The work of top creatives isn’t dependent upon motivation or inspiration, but rather it follows a consistent pattern and routine. It’s the mastering of daily habits that leads to creative success, not some mythical spark of genius.

So perhaps I’ve been going about this writing habit all wrong — it’s not enough to tell yourself you will find time to do something, you need to incorporate it into your daily routine. Clear uses an excellent metaphor to make his point:

Creative work is no different than training in the gym. You can’t selectively choose your best moments and only work on the days when you have great ideas. The only way to unveil the great ideas inside of you is to go through a volume of workput in your repetitions, and show up over and over again.

He’s got a point. I’m finding it much easier to stick to a workout schedule when it is the first thing I do when I get up; if I deviate from that schedule, it’s much harder to find the time to fit it in later in the day.

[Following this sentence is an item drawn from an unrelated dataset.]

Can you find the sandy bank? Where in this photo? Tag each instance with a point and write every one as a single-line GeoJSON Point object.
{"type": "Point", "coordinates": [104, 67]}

Another interesting article, also on Medium: ‘How to Feel Successful and Not at All Inadequate in One Easy Step‘ is about the deleterious effect that envy can have on your ambitions. I suspect it is something that is particularly rife within the web design community, a combination of our need to over-share everything we do and the ‘rockstar’ culture that grew up around some of the pioneers and early adopters in the industry during the early 2000s. At one point, it seemed that all you needed to do to achieve book deals and worldwide acclaim (and, later, tens of thousands of Twitter followers) was to come up with some new way of floating elements, or build a simple yet beautiful web app and charge people for something they already had for free. Everyone else was trying to emulate the success of the chosen few. I was guilty of it myself, publishing at least a couple of attempts at sparking a new development trend, and announcing then quietly canning a web app or three.

I think perhaps it’s harder to let go of what seems an achievable dream. Once you leave your early twenties, only the most deluded still harbour dreams of becoming a rock star; but having that one great idea for an app, or discovering a new and more efficient way to do your job, is possible at any age. But, like anything worth doing, you have to work at it – again, the advice of James Clear is, well, clear:

…if you’re serious about creating something compelling, you need to stop waiting for motivation and inspiration to strike you and simply set a schedule for doing work on a consistent basis.